J.D. McDuffie's 1979 Oldsmobile
PHOTO: Dave Westerman & Larry Harrell will be making a few changes this season, including “Entry List Storylines,” which returns this Friday with a new format.

The biggest change will be to “Throwback Thursday,” which will end this July in order to allow more time to promote my new book, J.D.: The Life and Death of a Forgotten NASCAR Legend. From now until the July 15 release, the segment will move to Wednesdays, and will focus on McDuffie’s career at each track on the Monster Energy NASCAR Cup Series circuit, both past and present. Included will be pictures and information that didn’t quite make the cut into my book.

Today’s feature will be one of the shortest, as it involves a race where McDuffie made just one start, but an important one nonetheless. It’s perhaps appropriate that this series starts with one of the biggest accomplishments of McDuffie’s career: making the inaugural running of what is now the Advance Auto Parts Clash at Daytona.

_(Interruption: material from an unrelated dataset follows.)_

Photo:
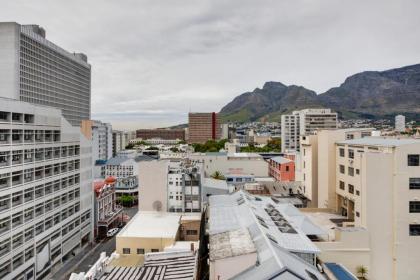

Back then, the “Busch Clash of ’79,” as it was known, was invite-only, restricted to only the pole winners of the previous season. McDuffie’s lightning-quick lap at Dover the previous September made him the ninth and final driver to make the cut. Cale Yarborough, just coming off his third-consecutive Winston Cup, had scored a series-leading eight, including the last three poles in a row. David Pearson’s Wood Brothers Mercury picked up another seven. Buddy Baker, who went on to dominate much of that SpeedWeeks, qualified by taking just one – 1978’s spring race at Dover.

McDuffie always preferred racing Chevrolets, but this time around, crew chief Jimmy Byrd prepared him an Oldsmobile, which at the time had become the go-to car for many teams on superspeedways. The car would also run Goodyear tires – the McCreary tires he ran at Dover the previous year weren’t strong enough to run at Daytona. In fact, they weren’t really meant for Dover, either, and fell apart so quickly that it contributed to his disappointing 33rd-place finish. Qualifying wouldn’t be an issue for The Clash, as the nine competitors drew for position by reaching into an ice bucket for numbered cans of Busch Beer. He drew the fifth spot.

The first iteration of the Clash was a literal sprint race – just twenty laps with the winner earning $50,000. Unfortunately, McDuffie never contended. He slipped out of the inside line before the leaders entered Turn 1, and had lost touch with the draft down the backstretch. He ended up pulling off the track with three laps to go. Though citing engine trouble, the true culprit had been a burned-out bearing.

That day, McDuffie became the first driver ever to fail to finish the Busch Clash. It remains the only time car #70 has ever started the event (including this year). But he took home $10,000 for his effort, nearly twice as much money he’d earned from any one race the previous season. He’d earn another $4,470 the following week, when he finished 25th in the Daytona 500.